Longtemps au sein de la formation sociale capitaliste, fait remarquer Robert Kurz, « le problème des contradictions internes et celui, externe, du processus nécessaire pour s’imposer, se sont amalgamés au sein du pôle ‘‘politique’’ comme une opposition droite-gauche » (voir La fin de la politique). Les partis politiques de ce schéma intra-politique, parce qu’ils trouvaient leurs contours définitifs dans les rapports formels de la nouvelle constitution fétichiste de la société moderne, faisaient apparaître des « réflexes polaires dans un système de référence identique, dont les moments se constituaient dans une temporalité différente et de manière contradictoire ». L’opposition droite-gauche était ainsi marquée par « le conflit sur les formes dans lesquelles le système lui-même voulait s’imposer, et sur les éléments fonctionnels qu’il voulait mettre en place ». A ce titre, la droite donnait une importance démesurée à la nation, tandis que la démocratisation et l’Etat social devenaient un « marqueur métaphysique de la gauche » (R. Kurz). On trouvait là , dans la phase d'ascension du capitalisme, l'opposition polaire entre un moment national et un moment social-démocratique à l'intérieur d'un système de référence identique à affirmer de part et d'autre.
2.
Cette gauche sous-réflexive reste enfermée dans l'impensé de la doctrine libérale-bourgeoise de l’État de droit, doctrine qui élude délibérément le moment de l’état d’exception au fondement de la modernité capitaliste depuis ses origines primitives baignées de sang jusqu'aux oreilles (voir R. Kurz, Impérialisme d'exclusion et état d'exception, éditions Divergences, 2018). La gauche démocratique qui, dans sa « lutte pour la reconnaissance » à la sauce bourgeoise de type Axel Honneth, Frédéric Lordon ou Christine Delphy, affirme positivement le caractère plein et entier de la forme-sujet moderne - pour la réalisation réelle de la démocratie, etc. -, reste toujours aveugle, dans sa forme de conscience réifiée, au véritable noyau de violence et d’arbitraire du capitalisme et à sa forme juridique qui apparaît pourtant de plus à en plus à visage découvert : l’état d’exception. La catégorie non réflexive de « violence policière » elle-même - ou celle plus pathétique encore de « démocratie illibérale » -, est une expression de la forme de conscience réifiée qui continue d'éluder ce même moment d' « état d'exception coagulé » (Robert Kurz) que représente le rapport social capitaliste. Les apologistes de la démocratie et de l'Etat de droit, à gauche comme à droite, n'ont jamais voulu voir en face ce qu'est la souveraineté moderne.

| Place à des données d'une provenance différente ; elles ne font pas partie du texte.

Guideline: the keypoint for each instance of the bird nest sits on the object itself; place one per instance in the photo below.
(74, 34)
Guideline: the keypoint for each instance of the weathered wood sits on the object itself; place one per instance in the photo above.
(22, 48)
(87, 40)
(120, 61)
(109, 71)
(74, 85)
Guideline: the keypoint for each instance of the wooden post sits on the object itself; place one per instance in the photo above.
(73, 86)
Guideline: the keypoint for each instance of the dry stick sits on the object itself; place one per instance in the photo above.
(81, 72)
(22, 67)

Le juriste nazi Carl Schmitt fut le premier à saisir ce que ne voulait pas voir la doctrine libérale-bourgeoise de l'Etat de droit : « Est souverain celui qui décide de l’état d’exception ». Le cadre constitutif du droit et de toute Constitution politico-étatique des sociétés modernes ne peut être venu au monde que par une « décision » fondée non pas sur la vérité et l’objectivité mais sur la volonté, l’autorité et, en définitive, la violence. Et ce problème constitutif reste présent à l’état latent dans la Constitution comme dans toute base juridique et peut resurgir de façon manifeste : précisément sous la forme de l’état d’exception. De par son concept, il s’agit de l’abrogation de la Constitution dans le cadre même de celle-ci, donc l’apparition de son véritable fondement autoritaire consistant en un pur pouvoir décisionnel. L’existence de l’état d’exception dans le cadre du droit en général, donc la possibilité d’une « dictature constitutionnelle », découle de l’essence-même, du noyau de la « souveraineté » moderne.

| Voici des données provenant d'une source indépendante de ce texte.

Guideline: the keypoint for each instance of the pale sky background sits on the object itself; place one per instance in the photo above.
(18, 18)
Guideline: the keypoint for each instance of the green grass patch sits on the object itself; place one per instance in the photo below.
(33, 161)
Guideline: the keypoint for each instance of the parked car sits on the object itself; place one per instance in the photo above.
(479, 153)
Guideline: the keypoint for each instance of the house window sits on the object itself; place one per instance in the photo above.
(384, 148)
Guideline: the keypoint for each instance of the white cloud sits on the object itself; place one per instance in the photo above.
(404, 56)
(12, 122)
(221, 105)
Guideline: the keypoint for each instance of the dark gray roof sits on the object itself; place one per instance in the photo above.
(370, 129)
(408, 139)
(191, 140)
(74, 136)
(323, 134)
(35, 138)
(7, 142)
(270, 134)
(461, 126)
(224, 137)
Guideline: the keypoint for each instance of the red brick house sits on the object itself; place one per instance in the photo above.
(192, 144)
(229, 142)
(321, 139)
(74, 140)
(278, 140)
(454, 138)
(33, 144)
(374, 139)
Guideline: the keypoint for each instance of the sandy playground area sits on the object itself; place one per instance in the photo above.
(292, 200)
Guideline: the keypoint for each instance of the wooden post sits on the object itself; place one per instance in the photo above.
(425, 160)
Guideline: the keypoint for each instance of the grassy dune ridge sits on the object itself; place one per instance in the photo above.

Robert Kurz, dans Impérialisme d'exclusion et état d'exception, va chercher à sauver ce qui peut l’être chez Giorgio Agamben qui reprend à son compte la réflexion schmittienne en la travaillant en lien avec le concept de « vie nue » présenté dans Homo sacer. Il va chercher à dégager le noyau de la logique déployée par Agamben, en remettant, je cite, « la tête d’un postmodernisme anhistorique et superficiellement empirique sur les pieds d’une critique élargie de l’économie politique ».

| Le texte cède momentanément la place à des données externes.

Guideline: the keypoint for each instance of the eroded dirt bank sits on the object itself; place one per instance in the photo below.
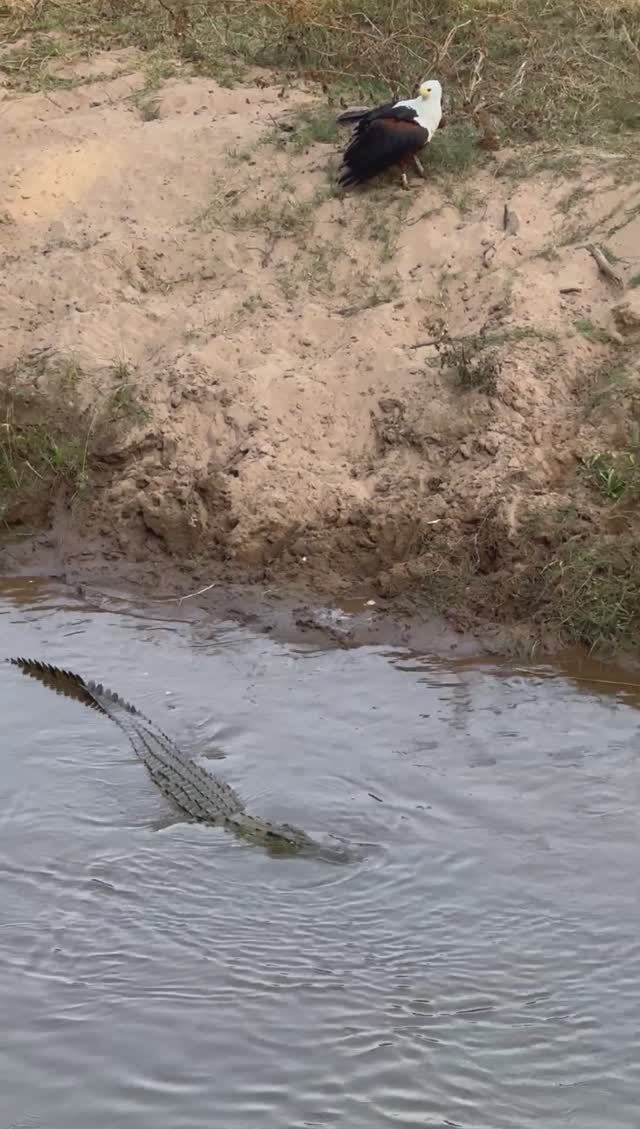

C’est seulement sous l’angle de la machine « sans sujet » de la valorisation capitaliste, de cet irrationnel « sujet automate » (Marx), que la logique de souveraineté et de l’état d’exception, de la « vie nue », du ban et de l’inclusion excluante prend tout simplement un sens discernable. Ce qui « animalise » les êtres humains et les réduit à de « simples corps vivants », montre Kurz, ce n’est pas la fausse ontologie foucaldienne du « pouvoir » (anhistorique) ou de la domination en tant que telle, mais la constitution polaire spécifiquement moderne de la politique et de l’économie, du travail abstrait et de la machine étatique.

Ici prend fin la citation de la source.